Com Melquíades de Araújo
A Federação Latino-Americana dos Trabalhadores da Nestlé (FELATRAN)
Uma organização inédita na América Latina
Presidente da FELATRAN, Melquíades de Araújo analisa nesta entrevista a problemática e os desafios desta singular organização, ao mesmo tempo em que observa com preocupação a situação do trabalho frenético nas unidades da transnacional suíça.
-Como você avalia a gestão da FELATRAN?
-Estamos crescendo e, ainda que devamos melhorar em termos de comunicação entre os sindicatos que integram a Federação, vamos por um bom caminho.
No Brasil temos uma relação madura e de respeito com a direção da Nestlé, o que não quer dizer que em muitos momentos, quando as coisas ficam complicadas, não reajamos de maneira contundente em defesa de nossos direitos.
Quero dizer que foi graças às gestões por nós realizadas com a Nestlé Brasil que Enrique Rueda, gerente corporativo de Relações Trabalhistas da Nestlé, participou na XIV Conferência Regional da UITA realizada em Mar del Plata em 2011.
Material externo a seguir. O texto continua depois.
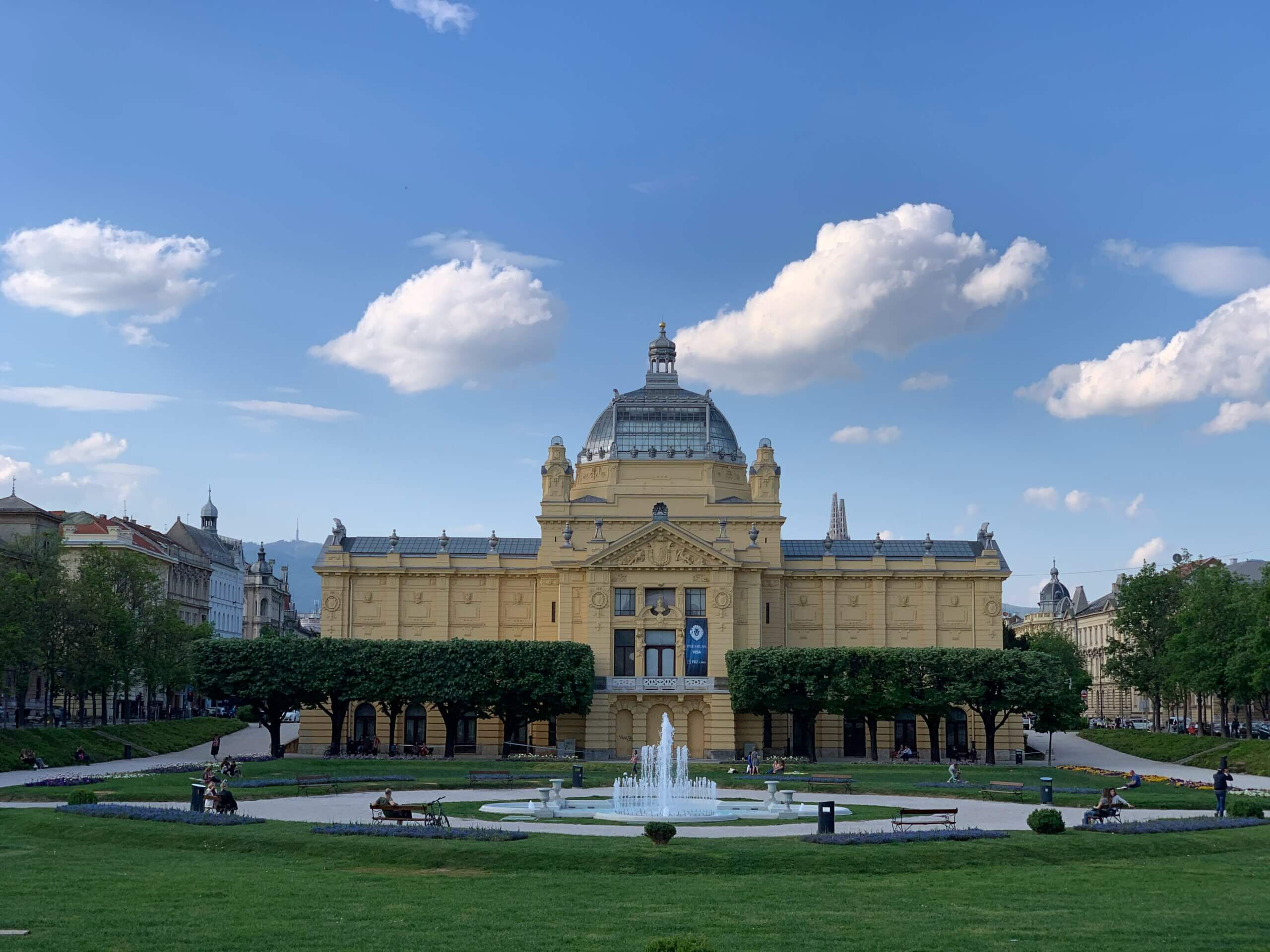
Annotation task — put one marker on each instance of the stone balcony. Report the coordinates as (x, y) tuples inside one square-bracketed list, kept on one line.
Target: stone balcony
[(662, 686)]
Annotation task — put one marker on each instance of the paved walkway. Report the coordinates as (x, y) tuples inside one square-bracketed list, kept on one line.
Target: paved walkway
[(250, 740), (355, 808), (1074, 749)]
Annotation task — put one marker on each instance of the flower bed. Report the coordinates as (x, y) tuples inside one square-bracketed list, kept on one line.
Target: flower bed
[(1180, 826), (294, 781), (159, 814), (489, 834), (856, 839)]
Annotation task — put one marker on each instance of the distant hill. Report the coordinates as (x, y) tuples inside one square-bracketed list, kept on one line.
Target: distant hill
[(300, 558)]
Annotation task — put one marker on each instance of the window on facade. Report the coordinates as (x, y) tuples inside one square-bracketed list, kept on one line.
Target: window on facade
[(624, 653), (624, 601), (659, 654), (697, 602), (651, 597)]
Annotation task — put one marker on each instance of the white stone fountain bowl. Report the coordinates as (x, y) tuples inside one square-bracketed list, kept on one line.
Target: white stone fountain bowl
[(604, 810)]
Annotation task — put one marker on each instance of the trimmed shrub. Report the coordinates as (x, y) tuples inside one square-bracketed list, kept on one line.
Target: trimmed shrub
[(860, 839), (488, 834), (1245, 809), (1183, 826), (159, 814), (659, 833), (679, 944), (1046, 822)]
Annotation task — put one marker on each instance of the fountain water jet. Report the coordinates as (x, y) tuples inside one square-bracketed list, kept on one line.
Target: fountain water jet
[(661, 785)]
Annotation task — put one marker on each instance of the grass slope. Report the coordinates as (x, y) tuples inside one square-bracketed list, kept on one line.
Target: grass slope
[(56, 746), (892, 780), (1169, 748), (277, 887)]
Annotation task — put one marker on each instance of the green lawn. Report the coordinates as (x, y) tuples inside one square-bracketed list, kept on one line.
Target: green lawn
[(472, 810), (56, 746), (159, 887), (889, 780), (1169, 748)]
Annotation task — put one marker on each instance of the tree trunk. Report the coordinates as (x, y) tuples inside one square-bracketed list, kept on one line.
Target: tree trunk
[(933, 726)]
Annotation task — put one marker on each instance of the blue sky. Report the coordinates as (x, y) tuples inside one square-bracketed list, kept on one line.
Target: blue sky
[(196, 198)]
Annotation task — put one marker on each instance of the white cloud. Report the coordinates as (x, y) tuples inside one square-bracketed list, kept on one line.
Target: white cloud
[(94, 448), (1044, 497), (88, 267), (1226, 353), (439, 14), (1076, 500), (82, 399), (1209, 271), (465, 246), (1232, 418), (863, 434), (882, 285), (454, 323), (925, 381), (300, 412), (1147, 552)]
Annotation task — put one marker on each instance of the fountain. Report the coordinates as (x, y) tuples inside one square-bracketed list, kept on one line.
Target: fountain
[(661, 789)]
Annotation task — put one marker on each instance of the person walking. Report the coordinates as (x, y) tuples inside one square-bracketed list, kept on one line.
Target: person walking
[(1221, 785)]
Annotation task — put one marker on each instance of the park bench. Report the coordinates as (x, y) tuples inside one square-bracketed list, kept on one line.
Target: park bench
[(908, 819), (1003, 787), (319, 781), (430, 814), (829, 781)]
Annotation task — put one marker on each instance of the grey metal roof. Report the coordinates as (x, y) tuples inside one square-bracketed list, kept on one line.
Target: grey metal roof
[(469, 547), (795, 549)]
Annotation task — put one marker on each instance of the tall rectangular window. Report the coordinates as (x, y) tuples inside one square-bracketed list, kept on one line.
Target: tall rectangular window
[(659, 654), (624, 653), (624, 602), (697, 599)]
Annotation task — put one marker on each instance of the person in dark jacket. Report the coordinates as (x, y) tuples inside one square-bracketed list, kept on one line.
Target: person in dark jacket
[(1221, 785)]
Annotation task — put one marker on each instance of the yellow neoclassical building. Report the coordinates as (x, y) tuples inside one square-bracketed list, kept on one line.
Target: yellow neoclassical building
[(661, 547)]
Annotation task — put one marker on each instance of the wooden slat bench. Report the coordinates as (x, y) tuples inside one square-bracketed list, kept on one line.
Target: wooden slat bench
[(1003, 787), (908, 819), (828, 781), (319, 781)]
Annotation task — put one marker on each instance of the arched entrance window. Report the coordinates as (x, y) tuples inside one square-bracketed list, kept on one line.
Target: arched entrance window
[(416, 725), (955, 739), (906, 731), (364, 721)]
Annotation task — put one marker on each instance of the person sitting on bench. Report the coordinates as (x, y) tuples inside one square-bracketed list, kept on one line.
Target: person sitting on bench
[(1105, 808), (391, 809)]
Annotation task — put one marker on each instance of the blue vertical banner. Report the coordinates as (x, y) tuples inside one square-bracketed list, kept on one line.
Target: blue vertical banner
[(697, 647)]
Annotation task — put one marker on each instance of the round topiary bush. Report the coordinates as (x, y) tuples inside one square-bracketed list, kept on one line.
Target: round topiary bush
[(659, 833), (1245, 808), (1046, 822), (679, 944)]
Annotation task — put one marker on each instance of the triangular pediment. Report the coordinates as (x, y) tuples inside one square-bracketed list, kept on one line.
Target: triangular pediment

Era a primeira vez que a companhia intervinha em uma conferência da UITA. Mesmo assim, não tenho dúvidas da importância de nossa contribuição para que a Nestlé tenha aceitado a UITA como legítima interlocutora na representação dos trabalhadores.
-Em outubro o Comitê Executivo da Federação se reunirá…
-Sim, nos dias 7 e 8 de outubro na sede da nossa Federação em São Paulo. Esperamos contar com os companheiros do Peru, Argentina, Uruguai, Panamá e Chile, que integram a direção da FELATRAN.
Dessa reunião surgirão as contribuições da América Latina para a próxima reunião com a Nestlé em Vevey.
É importante destacar que estamos representando a grande maioria dos sindicatos da região, com os quais coordenamos as nossas propostas depois de analisar as problemáticas correspondentes.
A FELATRAN e a Federação Latino-Americana dos Trabalhadores da Coca Cola são duas organizações inéditas na história do movimento operário da região. Existem espaços de coordenação entre sindicatos ou redes de organizações que representam os trabalhadores de uma transnacional, mas não uma federação de sindicatos no nível latino-americano e com uma capacidade de interlocução crescente como esta que nós estamos construindo passo a passo.
Não me canso de felicitar a Regional Latino-Americana da UITA por sua decisão de descentralizar seu trabalho e de oferecer a oportunidade de que mais dirigentes façam parte da reflexão e da luta pela dignificação do trabalho no setor agroalimentar.
-Uma questão preocupante na Nestlé são as reiteradas denúncias sobre as precárias condições de trabalho e suas consequências para a saúde dos trabalhadores.
-Em nível mundial, e em todas as transnacionais, o ritmo de trabalho está se intensificando com a finalidade de aumentar os níveis de produção, e toda a carga recai nos trabalhadores e nas trabalhadoras.
Além dos movimentos repetitivos, em muitas unidades de produção o ritmo imposto é infernal. Tanto é assim que há trabalhadores que realizam 7 horas de trabalho e saem das fábricas como se tivessem trabalhado 14 horas. Por isso, estão aparecendo aqui e acolá legiões de trabalhadores doentes física e psicologicamente.
No Brasil, a terceira causa de aposentadoria antecipada são as doenças mentais. A pressão sobre os trabalhadores é enorme, não só para que cumpram uma meta – às vezes impossível de cumprir – mas pelo alto índice de assédio moral a que são submetidos, o que os leva à depressão.
Por outro lado, algumas empresas instalaram caixas de sugestões para obrigar os trabalhadores a denunciarem uns aos outros com a suposta finalidade de minimizar os riscos de acidentes de trabalho. Na realidade, o que procuram é demitir determinados trabalhadores.
Este tipo de política de “dividir para reinar”, aplicada em muitas empresas em prol da produtividade, termina afetando psicologicamente os trabalhadores. A prova está na quantidade de casos de licença médica por depressão apresentados no país atualmente. Típico do capitalismo selvagem.